Kleinfeld Bridal displays numerous dresses on mannequins, in addition to effectively showcasing all different stages of the bridal process. For example, the showroom is separate from the accessories room, which is separate from the fitting rooms and also separate from the stockroom. The color scheme is clean, and the consumer benefits from being able to easily navigate the massive store.

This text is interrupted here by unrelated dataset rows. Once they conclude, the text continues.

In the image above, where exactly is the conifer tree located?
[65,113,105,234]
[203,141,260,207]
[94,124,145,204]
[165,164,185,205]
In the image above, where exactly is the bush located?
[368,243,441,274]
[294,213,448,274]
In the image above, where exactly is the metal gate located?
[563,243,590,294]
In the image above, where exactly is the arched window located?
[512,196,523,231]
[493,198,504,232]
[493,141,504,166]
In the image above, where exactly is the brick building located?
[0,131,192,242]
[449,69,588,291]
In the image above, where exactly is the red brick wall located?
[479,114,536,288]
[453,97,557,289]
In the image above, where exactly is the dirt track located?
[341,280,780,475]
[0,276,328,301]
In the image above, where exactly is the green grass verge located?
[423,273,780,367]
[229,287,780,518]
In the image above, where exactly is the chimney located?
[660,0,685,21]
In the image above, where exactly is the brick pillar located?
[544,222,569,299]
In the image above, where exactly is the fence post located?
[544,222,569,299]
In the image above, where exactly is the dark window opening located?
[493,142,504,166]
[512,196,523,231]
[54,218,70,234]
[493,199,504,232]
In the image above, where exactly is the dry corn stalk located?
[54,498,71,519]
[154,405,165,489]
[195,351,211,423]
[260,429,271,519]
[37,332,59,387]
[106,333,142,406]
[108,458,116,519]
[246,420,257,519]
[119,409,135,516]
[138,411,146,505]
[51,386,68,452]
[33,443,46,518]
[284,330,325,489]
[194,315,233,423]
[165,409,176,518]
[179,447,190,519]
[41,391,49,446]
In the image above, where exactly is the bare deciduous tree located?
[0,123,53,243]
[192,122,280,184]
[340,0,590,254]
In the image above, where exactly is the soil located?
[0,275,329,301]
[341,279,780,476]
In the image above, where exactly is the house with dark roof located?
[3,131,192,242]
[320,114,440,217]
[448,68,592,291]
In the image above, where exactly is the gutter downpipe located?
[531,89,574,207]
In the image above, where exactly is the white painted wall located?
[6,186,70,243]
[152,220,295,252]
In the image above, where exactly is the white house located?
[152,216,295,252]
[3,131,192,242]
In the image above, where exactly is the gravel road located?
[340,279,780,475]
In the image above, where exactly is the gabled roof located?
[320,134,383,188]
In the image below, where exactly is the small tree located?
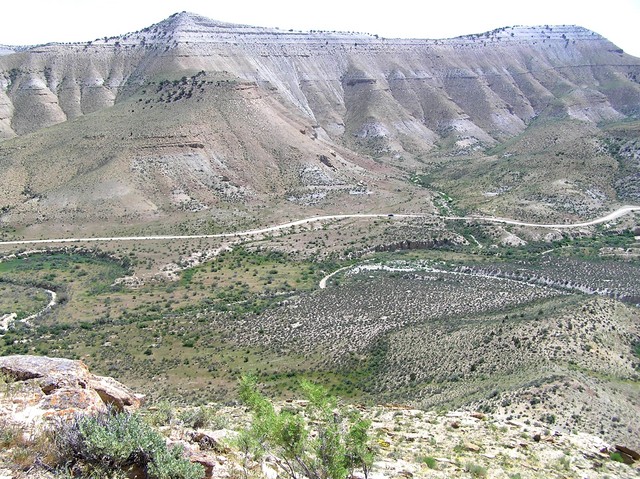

From a distance, the gowns can appear extremely similar, most likely due to the similar color scheme. Most of the gowns are white or ivory, but a closer look shows that the immense details really set each one apart from another. There are gowns drenched in beads, while others are smothered in intricate lace. Some have the classic princess cut and others have an off-the-shoulder neckline. Most of the dresses are floor length, yet a few allow the bride to show off some leg. Regardless of the design, Kleinfeld allows the customer to notice the dainty details and overarching silhouette, which eases the dress-selection process for the bride.
Even though bridal wear is not on people’s mind on a daily basis, it is an enormous industry in the US with about 6,500 stores nationwide and it has a positive revenue outlook according to IBIS World market research. Kleinfeld offers a strong presence in the wedding industry for brides.
Personally, the bridal industry seems too full of glitz and glam for my taste; however, this trip exceeded my expectations. The layout and size of the store was mind blowing, the gowns were effortlessly lovely, and the atmosphere was friendly and exceptionally pleasant. Who knows? Maybe one day I will find myself saying “yes” to a dress at Kleinfeld Bridal.